À l’occasion de la Up Conférence « Parlez-vous blockchain », organisée par le réseau Up Campus le 13 septembre, Claire Balva, co-fondatrice de Blockchain France, Romain Rouphael, co-fondateur de BELEM, Rieul Techer, fondateur de la Paillasse Saône et porteur du projet DAISEE proposaient un éclairage sur cette technologie, qui ne concernera bientôt plus uniquement les geeks ou les amateurs de la finance.
Up Campus ?
La communauté Up, c’est un tissu de citoyens actifs, un réseau social Up Campus et un magazine, qui veulent penser le monde autrement. Outre des publications, ils organisent et participent à des Up Conférences et des Up Cafés dans toute la France.
Qu’est ce que la blockchain ?
Popularisée par la monnaie virtuelle, le bitcoin, une blockchain (littéralement, « chaîne de blocs ») est une technologie de stockage et de transmission d’informations, transparente, sécurisée et fonctionnant sans organe central de contrôle. Elle constitue une base de données qui contient l’historique de tous les échanges effectués entre ses utilisateurs depuis sa création. Elle est partagée par ses différents utilisateurs, sans intermédiaire, ce qui permet à chacun de vérifier la validité de la chaîne.
« C’est une sorte de Google doc, sauf qu’elle est appliquée à des transactions monétaires en se passant des tiers de confiance » simplifie Romain Rouphael. Hormis l’absence de tiers de confiance, la blockchain est qualifiée d’infalsifiable. Elle fonctionne comme un registre qui consigne de façon infalsifiable la liste des échanges effectués entre les utilisateurs.
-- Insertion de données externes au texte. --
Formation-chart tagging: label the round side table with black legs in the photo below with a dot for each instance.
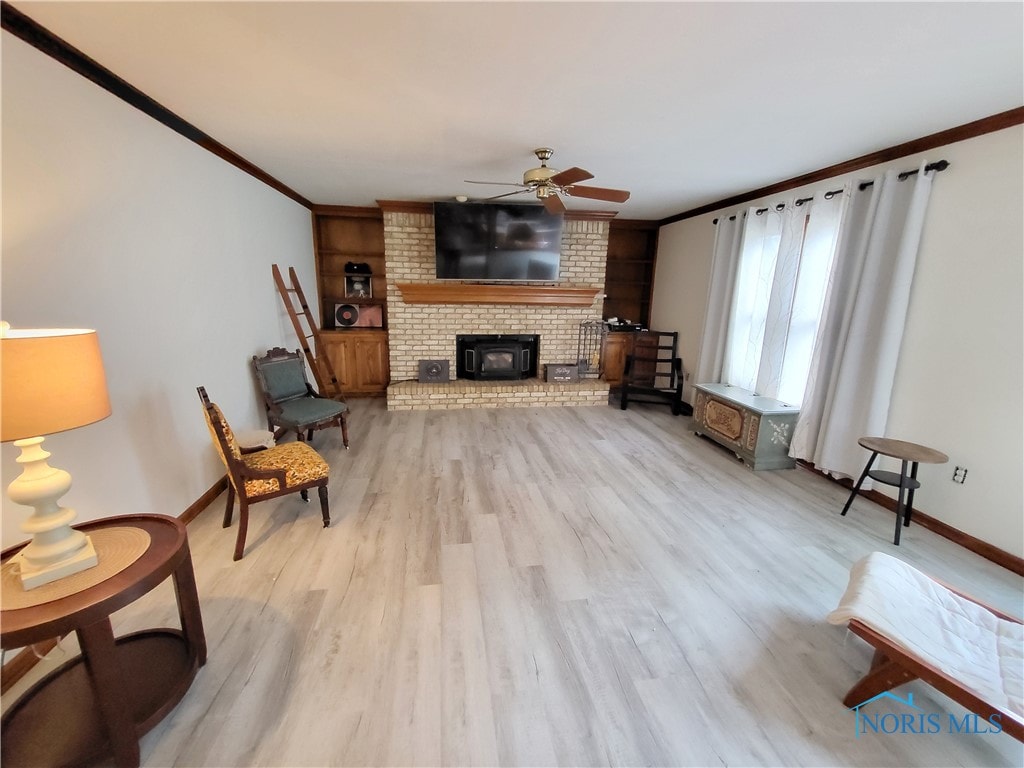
(910, 454)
Claire Balva explique qu’une blockchain est « répliquée sur tous les ordinateurs qui veulent participer au réseau et qu’il est très difficile de modifier ce qui a été écrit, sauf si tout le monde ou une grande partie du groupe décide de la modifier », permettant ainsi l’instauration d’un cadre totalement sécurisé.
La blockchain dans notre quotidien : monnaie virtuelle, échange d’énergie entre voisins et économie collaborative
Aujourd’hui, le seul système décentralisé qui fonctionne est le bitcoin. Celui-ci est particulièrement utilisé dans les pays en voie de développement. Claire Balva rappelle qu’aujourd’hui, « 90 % de la valeur du bitcoin se situe dans les pays développés et 90 % du volume du bitcoin est présent dans les pays en voie de développement ».
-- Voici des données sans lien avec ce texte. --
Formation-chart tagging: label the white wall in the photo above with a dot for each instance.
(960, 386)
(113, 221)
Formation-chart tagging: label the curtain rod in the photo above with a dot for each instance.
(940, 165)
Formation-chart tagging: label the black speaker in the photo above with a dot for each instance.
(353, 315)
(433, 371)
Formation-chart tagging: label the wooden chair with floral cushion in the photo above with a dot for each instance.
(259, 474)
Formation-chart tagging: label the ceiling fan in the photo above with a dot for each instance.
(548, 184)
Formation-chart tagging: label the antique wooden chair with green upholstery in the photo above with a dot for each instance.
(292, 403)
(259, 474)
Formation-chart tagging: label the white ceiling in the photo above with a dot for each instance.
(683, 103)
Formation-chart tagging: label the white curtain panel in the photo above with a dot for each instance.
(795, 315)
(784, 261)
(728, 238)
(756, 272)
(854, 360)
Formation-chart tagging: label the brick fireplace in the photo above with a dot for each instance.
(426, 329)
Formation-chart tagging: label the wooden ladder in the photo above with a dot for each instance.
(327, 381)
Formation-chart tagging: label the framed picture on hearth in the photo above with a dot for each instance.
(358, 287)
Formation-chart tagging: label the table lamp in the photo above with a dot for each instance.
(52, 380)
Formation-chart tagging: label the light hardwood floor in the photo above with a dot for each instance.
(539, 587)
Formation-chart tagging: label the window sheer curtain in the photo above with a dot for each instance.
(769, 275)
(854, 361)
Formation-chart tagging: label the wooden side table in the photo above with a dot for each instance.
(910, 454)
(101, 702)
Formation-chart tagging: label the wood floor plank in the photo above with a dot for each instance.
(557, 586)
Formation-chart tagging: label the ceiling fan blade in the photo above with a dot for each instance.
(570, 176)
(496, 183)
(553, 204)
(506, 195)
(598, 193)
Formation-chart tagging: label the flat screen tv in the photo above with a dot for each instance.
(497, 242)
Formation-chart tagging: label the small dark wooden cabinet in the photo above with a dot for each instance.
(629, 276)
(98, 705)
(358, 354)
Dans la finance, la blockchain permettrait de décloisonner le système des prêts accordés aux PME. Les entreprises pourraient investir plus facilement. « La technologie blockchain peut accélérer le financement des sociétés non cotées ; d’ailleurs, on en voit des prémices dans la loi Macron avec la possibilité d’avoir des ‘minibons‘ (les bons de caisse(1)) pour les entreprises en développement » ajoute Romain Rouphael. Avec ce système, les banques n’auraient plus le monopole des prêts accordés aux PME.
La blockchain se développe également en faveur de l’économie collaborative. « Il est possible de faire des transactions d’énergie avec son voisin si on a une éolienne chez soi, par exemple, sans passer par EDF dans le cadre d’un smart contrat » illustre Rueil Techer. Des contrats « smart » sont des programmes autonomes qui exécutent automatiquement les conditions et termes du contrat, sans nécessiter d’intervention humaine une fois démarrés. La blockchain permettrait donc de valoriser les circuits courts dans divers secteurs.
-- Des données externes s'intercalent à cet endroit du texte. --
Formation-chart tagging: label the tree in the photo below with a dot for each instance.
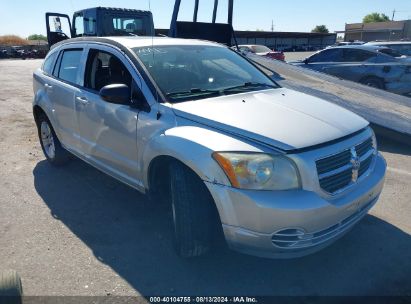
(320, 29)
(375, 17)
(37, 37)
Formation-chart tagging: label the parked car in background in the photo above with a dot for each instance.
(403, 47)
(278, 172)
(344, 43)
(375, 66)
(262, 50)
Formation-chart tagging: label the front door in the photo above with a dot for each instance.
(108, 131)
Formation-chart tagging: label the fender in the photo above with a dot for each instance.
(193, 146)
(42, 100)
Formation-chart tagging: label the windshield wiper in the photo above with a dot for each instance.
(193, 92)
(252, 85)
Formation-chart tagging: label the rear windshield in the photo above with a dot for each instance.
(390, 52)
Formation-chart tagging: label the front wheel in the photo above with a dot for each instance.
(194, 215)
(10, 287)
(50, 144)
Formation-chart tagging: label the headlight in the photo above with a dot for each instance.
(258, 171)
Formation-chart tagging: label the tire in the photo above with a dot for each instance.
(50, 144)
(11, 290)
(373, 82)
(193, 212)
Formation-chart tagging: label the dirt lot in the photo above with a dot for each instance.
(75, 231)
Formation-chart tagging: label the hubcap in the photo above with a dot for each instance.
(47, 140)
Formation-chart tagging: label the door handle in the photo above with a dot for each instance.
(82, 100)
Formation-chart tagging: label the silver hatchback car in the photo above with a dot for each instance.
(281, 174)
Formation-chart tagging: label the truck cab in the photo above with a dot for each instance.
(99, 21)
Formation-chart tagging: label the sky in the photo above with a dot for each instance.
(24, 18)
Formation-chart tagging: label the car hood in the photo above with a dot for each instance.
(281, 118)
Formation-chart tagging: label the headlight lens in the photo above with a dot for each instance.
(258, 171)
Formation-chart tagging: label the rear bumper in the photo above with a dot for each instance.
(288, 224)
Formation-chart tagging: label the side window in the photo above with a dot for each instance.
(48, 64)
(103, 69)
(79, 25)
(331, 55)
(68, 65)
(352, 55)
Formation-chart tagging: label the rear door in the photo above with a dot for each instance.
(58, 28)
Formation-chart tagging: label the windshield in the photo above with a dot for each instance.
(192, 72)
(260, 49)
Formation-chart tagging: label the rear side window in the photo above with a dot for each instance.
(48, 64)
(353, 55)
(69, 65)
La blockchain pour la démocratie ?
Au quotidien, la blockchain peut également changer nos comportements citoyens, notamment par la modification des caractéristiques du vote. Le parti politique Nous Citoyens a testé cette cyber-structure lors des élections régionales et départementales conduites du 4 au 7 avril 2016.
« Grâce à la blockchain, Nous Citoyens, qui défend un exercice éthique et démocratique du vote, donne la possibilité à chaque citoyen de participer directement au débat public sans s’en remettre à un tiers : voter devient un acte absolument démocratique » prône Romain Rouphael. Alors que le vote en ligne traditionnel, conduit de façon centralisé, peut être corrompu, la blockchain promet un vote sécurisé, dont le résultat est transparent, fiable et vérifiable par tous.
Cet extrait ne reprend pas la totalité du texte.